Foto: The Little Mermaid – Eleanor Nelson
Olhou-a de soslaio. Sentiu o ar de desprezo com que a observava. Nada tinha feito, apenas limitar-se a ser diferente de todos os restantes. Nada que tivesse feito para que fosse, no fundo, diferente. Apenas, nascera dessa forma. Diferente. Diferente em maneira de ser. Em forma. Em tamanho. Em cor. Não em sangue, ossos, matéria.
Não compreendia como poderia, à partida, sem conhecimento prévio, julgá-la, de tal forma que a única coisa que poderia sentir era vontade de desaparecer.
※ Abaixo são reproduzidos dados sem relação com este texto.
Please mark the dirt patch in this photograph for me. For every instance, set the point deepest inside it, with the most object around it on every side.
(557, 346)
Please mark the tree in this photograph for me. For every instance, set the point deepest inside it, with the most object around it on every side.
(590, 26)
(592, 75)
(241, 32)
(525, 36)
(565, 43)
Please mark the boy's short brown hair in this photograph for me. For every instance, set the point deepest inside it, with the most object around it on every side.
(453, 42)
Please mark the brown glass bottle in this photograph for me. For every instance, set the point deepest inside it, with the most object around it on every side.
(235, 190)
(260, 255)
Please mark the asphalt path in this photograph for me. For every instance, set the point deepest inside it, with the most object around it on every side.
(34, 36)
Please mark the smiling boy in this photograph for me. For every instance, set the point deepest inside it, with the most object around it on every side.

Correr dali para fora, para não sentir mais aquele desprezo percorre-lhe a espinha dorsal.
Não tinha quem a defendesse. Não tinha quem a apoiasse. Apenas a si. Mas não se sentia capaz de fazer frente a todos aqueles olhares, especialmente àquele.
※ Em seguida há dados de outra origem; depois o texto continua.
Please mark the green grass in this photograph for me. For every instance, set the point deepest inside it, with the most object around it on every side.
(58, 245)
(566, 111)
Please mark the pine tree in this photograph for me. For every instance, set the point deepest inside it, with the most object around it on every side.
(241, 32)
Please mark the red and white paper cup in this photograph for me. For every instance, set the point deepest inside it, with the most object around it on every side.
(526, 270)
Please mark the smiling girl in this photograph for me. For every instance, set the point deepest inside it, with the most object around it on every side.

Não sabia porque se sentia assim. Por que raio se sentia tão ferida apenas com um olhar.
Virou as costas. Mais uma vez isolada do mundo. Olhou o oceano agreste. O céu estava mais cinzento do que carvão. Sentia no ar carregado mais compaixão que os seres vivos que a rodeavam. Desfez as lágrimas, tal como as ondas rebentam na areia. Ao longe viu trovejar. Parecia apenas o seu próprio coração. Não aguentou mais e apenas chorou. Tal trovoada, com toda a sua intempérie.
Era apenas uma rapariga com raízes diferentes. Nada mais. Mas, parecia que vinha de outro planeta. Ali sentia-se à margem de todos. Principalmente quando a olhavam daquela forma. Como se fosse um mutante ou algo assim.
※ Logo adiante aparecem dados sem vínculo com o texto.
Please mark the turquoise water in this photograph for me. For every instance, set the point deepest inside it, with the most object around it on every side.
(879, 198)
Na margem, apenas podia contemplar como os seres humanos podiam ser tão cruéis. Como podiam preferir o ódio, ao conhecimento. À descoberta. Como poderiam sempre achar que estavam acima da diferença, como se eles próprios não fossem diferença também.
Erguiam-se, assim, tantas, mas tantas paredes. Derrubavam-se tantas pontes. Perdiam-se tantas oportunidades.
Nem ela conseguia ver para além daquele olhar. Apenas frealdade. Mas porquê? Porquê esse desprezo? Não conseguia compreender. Nunca o sentira noutras paragens. Mas agora estava entregue apenas a esse isolamento. Junto deles, sentia-se uma ilha. Abandonada. Que ninguém queria jamais acercar-se. Como se estivesse contaminada. Só podia ser vista de longe, não fosse o risco de se perderem ali para sempre.
Nessa margem sentia, por vezes, vontade de se entregar ao mar. Como se este fosse o seu único amigo e no fim de contas, o único sentido para a sua existência. Perder-se no mar. Findar-se ali. Existir em forma de sal dissolvido em água. A única matéria nas redondezas que a compreendia. Ao contrário dos que da mesma matéria eram feitos. Nas suas ondas, ora revoltas, ora calmas, sentia-se de igual para igual.
Sempre que se acercava do mar, não era mais ilha. Queria ser oceano.
Passaram-se mais dias após o incidente do olhar. De repente, ao virar uma esquina, esbarrou-se, literalmente, com a mulher do olhar frio e cruel. Tocaram-se, por engano do destino. Sentiu um arrepio quando percebeu que se tratava da mesma pessoa. O olhar dela era agora de espanto. Imaginava que o espanto era pelo facto de por se terem tocado, a mulher não estava contaminada. Pediu desculpa pelo incidente, mesmo se mais uma vez a culpa não residia em si. Fora apenas um incidente. Tal como não se vê para além da aparência, não se pode ver para além de uma esquina.
A mulher balbuciou. Quase que engasgada. No entretanto, a rapariga sorriu-lhe timidamente. Não queria ser parte do mesmo gelo. A sua essência era líquida, não gelada. A mulher não sabia como reagir. Limitou-se a baixar os olhos e a partir. Sentiu-se estranha. Estiveram tão perto, tão mais perto do que a última vez que as suas almas se haviam cruzado. Mas, mesmo assim, sempre separadas. O que poderia provocar tal distância? As diferenças? Talvez se estivessem perto, percebessem o quão as diferenças podem ser menores do que as semelhanças.
No entanto, o mar parecia sempre o mais parecido a si. Incrivelmente.
Deixou-se ficar por ali, a ver o mar fundir-se com o horizonte, como se entre céu e mar não houvesse diferenças, mas fossem apenas um só. Embora fossem matérias diferentes, ou até a mesma, em diferentes estados, podiam contemplar-se, sem frieza, apenas com entrega e estar, constantemente, perto, embora tão longe entre si.